Justiça autoriza ‘Japa do PCC’ a passar festas de fim de ano no litoral paulista: Decisão gera polêmica nas redes
A Justiça de São Paulo concedeu autorização temporária para que Karen de Moura Tanaka Mori, conhecida como ‘Japa do PCC’, passe o Natal e o Réveillon na residência da mãe, em Santos, na Baixada Santista.
Investigada por lavagem de dinheiro em favor do Primeiro Comando da Capital (PCC), ela cumpre medidas cautelares na capital paulista e poderá permanecer no litoral entre 20 de dezembro de 2025 e 5 de janeiro de 2026.
A decisão, proferida pela 2ª Vara de Crimes Tributários, Organização Criminosa e Lavagem de Bens e Valores da Capital, considerou argumentos humanitários apresentados pela defesa, como a convivência do filho menor de idade com a avó durante as férias escolares e o fato de a mãe ser idosa, sem condições de deslocamento para São Paulo.
“Sendo esta a única oportunidade de convivência familiar durante o ano, especialmente no período natalino e de Ano Novo”
Karen, viúva de Wagner Ferreira da Silva, o ‘Cabelo Duro’ – executado em 2018 e apontado como líder da facção no litoral –, foi detida em fevereiro de 2024 durante operação policial. Na ocasião, foram apreendidos mais de R$ 1 milhão em espécie e US$ 50 mil. As investigações indicam que ela assumiu parte da gestão financeira do grupo criminoso após a morte do marido, utilizando estabelecimentos comerciais, imóveis e empresas para ocultar recursos provenientes do tráfico.

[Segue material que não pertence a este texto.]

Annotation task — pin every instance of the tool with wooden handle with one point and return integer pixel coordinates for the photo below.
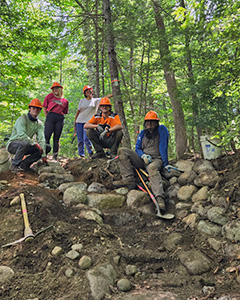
(28, 234)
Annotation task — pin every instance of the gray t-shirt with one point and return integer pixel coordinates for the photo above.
(87, 108)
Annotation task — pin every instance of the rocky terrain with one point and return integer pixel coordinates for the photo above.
(93, 242)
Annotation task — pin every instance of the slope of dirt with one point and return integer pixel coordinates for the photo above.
(137, 238)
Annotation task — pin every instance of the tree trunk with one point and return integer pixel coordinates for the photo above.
(118, 104)
(178, 116)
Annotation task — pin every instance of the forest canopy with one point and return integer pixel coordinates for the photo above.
(179, 58)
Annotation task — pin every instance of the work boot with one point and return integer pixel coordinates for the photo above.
(130, 183)
(161, 203)
(99, 154)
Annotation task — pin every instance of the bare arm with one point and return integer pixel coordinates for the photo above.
(45, 111)
(89, 125)
(114, 128)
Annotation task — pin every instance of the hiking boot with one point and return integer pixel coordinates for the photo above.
(161, 203)
(130, 183)
(99, 154)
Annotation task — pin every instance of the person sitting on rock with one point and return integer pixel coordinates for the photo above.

Apesar da liberação temporária, a investigada deve manter o uso de tornozeleira eletrônica e cumprir restrições como recolhimento noturno, sem prejuízo à instrução processual, conforme entendimento do juiz e do Ministério Público.
A medida gerou repercussão nas redes sociais, com críticas de figuras públicas conservadoras que destacaram ironias em relação a tratamentos judiciais diferenciados. Um comentário viral ironizou:
“Sorte dela não ter sido presa por pichar estátua com batom. Como foi ‘só’ por lavar dinheiro para o PCC, aí está liberado!”
A frase alude a casos de condenados injustamente pelos atos de 8 de janeiro de 2023, contrastando penas rigorosas por vandalismo com benefícios em processos envolvendo crime organizado.